The Mudcat Café TM
Thread #131549   Message #3193362
Posted By: Musket
23-Jul-11 - 05:51 AM
Thread Name: Traditional singer definition
Subject: RE: Traditional singer definition
Traditional - the passing of custom and belief down the generations.

Well, at least one dictionary says it in that way, (suspect an American one, I am using an iMac after all...)

An interesting question would be "Where does something begin in order to be passed down in the tradition?"
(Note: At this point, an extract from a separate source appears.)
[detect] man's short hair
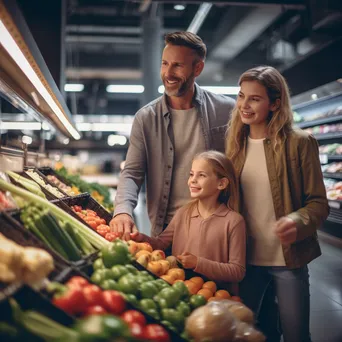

I gave my sons many of my old albums, so as my custom was to wear denim and go to Black Sabbath concerts, buying their albums, then when I took my eldest to watch Ozzie in concert then gave him my Sabbath Bloody Sabbath album, (signed by the band many years ago) then I was starting a tradition. Hence Black Sabbath performed traditional music?

I reckon we are yet again confusing style with process. There seems to be a consensus that to be a traditional singer as opposed to singer of traditional songs, you have to tell people your Grandfather learned this from a wandering gypsy in the bleak high fells. Whereas it was traditional for me that on Xmas Eve, my stepfather sat in his chair when we got home from the welfare, a glass of whisky in his hand and sat there crooning out "Old Shep." To which I used to cry out, taking the piss, "Oh no! Not the gun!"

Just as traditional for me.

But not for you.

Or indeed for Walter Pardon who wouldn't know about my Stepfather or indeed the local miners' welfare.

Methinks the thought police may think that it has to be in the folk "style" to be traditional, and that is one hell of a different discussion.... (And a moot one too. If I sing a song I wrote about my community and heritage, I am a traditional singer. If I sing a song about reed cutting in Norfolk, I am a singer of traditional song. QED.)